A la fin de la récitation deux hommes s’avancèrent vers la grotte portant un linceul blanc. C’était assurément des hommes forts et courageux mais l’imam avait du argumenter très fort pour les décider, et finalement seuls ces deux volontaires sur une centaine d’ouvriers avaient accepté la mission funèbre. Il s’agissait de recueillir les restes dans le linceul et de pratiquer l’enterrement traditionnel des musulmans dans le petit cimetière qui se trouvait un peu à l’écart du village. Par la pensée j’imaginais le rassemblement de ces os dans la lumière tremblotante des lampes de mineurs et un frisson me parcourait en pensant que, l’espace d’un moment cette nuit, j’avais été la chair qui les habillait !

Le cimetière se situait à une cinquantaine de mètres à peine des premières maisons en ruines de l’ancien village romain que j’avais exploré maintes fois, inspectant les signes gravés sur les pierres, recueillant des pièces de monnaies dans le sol ! Etait-ce un hasard ou le choix de l’emplacement du cimetière musulman avait été orienté par des esprits semblables à celui de Nadya, influençant ceux des hommes d’aujourd’hui ?

Je me promettais d’interroger Nadya lors d’une de nos entrevues nocturnes sur la vie de ce village romain qu’elle avait du connaître jadis.

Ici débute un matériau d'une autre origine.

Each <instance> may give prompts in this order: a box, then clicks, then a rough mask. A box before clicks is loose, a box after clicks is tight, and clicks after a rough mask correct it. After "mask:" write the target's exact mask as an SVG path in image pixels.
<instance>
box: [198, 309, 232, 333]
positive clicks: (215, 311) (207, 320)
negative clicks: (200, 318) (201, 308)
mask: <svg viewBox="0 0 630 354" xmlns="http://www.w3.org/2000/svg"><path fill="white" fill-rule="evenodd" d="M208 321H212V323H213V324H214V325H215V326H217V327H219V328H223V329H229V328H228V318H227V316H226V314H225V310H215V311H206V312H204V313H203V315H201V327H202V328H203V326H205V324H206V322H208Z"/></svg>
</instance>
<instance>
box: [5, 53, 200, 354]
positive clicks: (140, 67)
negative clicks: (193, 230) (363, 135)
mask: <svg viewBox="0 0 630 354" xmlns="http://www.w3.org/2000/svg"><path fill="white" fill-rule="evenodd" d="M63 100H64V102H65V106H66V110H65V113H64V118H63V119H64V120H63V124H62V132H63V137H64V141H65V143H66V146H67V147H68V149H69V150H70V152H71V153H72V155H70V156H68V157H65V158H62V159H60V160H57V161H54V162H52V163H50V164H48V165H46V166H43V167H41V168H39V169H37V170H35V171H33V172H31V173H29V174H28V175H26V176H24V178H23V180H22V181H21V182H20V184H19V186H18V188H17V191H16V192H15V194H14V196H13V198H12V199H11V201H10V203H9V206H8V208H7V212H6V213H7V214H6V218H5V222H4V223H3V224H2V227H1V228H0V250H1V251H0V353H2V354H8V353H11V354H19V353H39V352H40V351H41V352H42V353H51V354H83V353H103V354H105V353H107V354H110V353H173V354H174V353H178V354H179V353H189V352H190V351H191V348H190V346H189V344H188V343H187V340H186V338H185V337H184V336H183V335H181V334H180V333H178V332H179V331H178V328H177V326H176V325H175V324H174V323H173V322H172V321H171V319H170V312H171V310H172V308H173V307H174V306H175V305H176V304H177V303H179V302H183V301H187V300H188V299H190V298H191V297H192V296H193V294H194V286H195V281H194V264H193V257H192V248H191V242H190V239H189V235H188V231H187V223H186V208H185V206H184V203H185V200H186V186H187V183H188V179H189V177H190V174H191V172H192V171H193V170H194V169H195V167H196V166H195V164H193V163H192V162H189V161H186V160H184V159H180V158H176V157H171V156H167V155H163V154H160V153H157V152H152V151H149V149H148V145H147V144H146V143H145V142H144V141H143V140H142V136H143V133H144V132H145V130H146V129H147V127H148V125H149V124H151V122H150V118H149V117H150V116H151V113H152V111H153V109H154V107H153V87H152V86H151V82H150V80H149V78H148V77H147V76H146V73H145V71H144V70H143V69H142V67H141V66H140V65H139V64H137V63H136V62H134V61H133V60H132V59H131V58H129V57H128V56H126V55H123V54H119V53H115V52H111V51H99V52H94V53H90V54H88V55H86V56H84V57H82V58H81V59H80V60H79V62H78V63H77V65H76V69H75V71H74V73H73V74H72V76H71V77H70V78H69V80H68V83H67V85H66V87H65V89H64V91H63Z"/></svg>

Mon père donna congé à tous les ouvriers pour qu’ils suivent la procession funèbre et rentrent ensuite directement chez eux. Il était sûr que le lendemain le travail reprendrait normalement.

 

2 commentaires »

  1. Insomnies 5 est un épisode de transition , que va imaginer Nono pour nous tenir en haleine ? . Nono a un talent d’écriture certain ,il est dommage que les lecteurs de ses nouvelles soient aussi avares de compliments .S’il n’en faut q’un ……….. LUIS

    Commentaire par LUIS — 17/09/2006 @ 7:54

  2. Je ne sais pas Luis si les lecteurs sont avares de compliments, je crois qu’il y a peu de lecteurs, c’est tout! Sinon, oui, le chapitre 5 est une transition mais vers quoi ? On verra bien!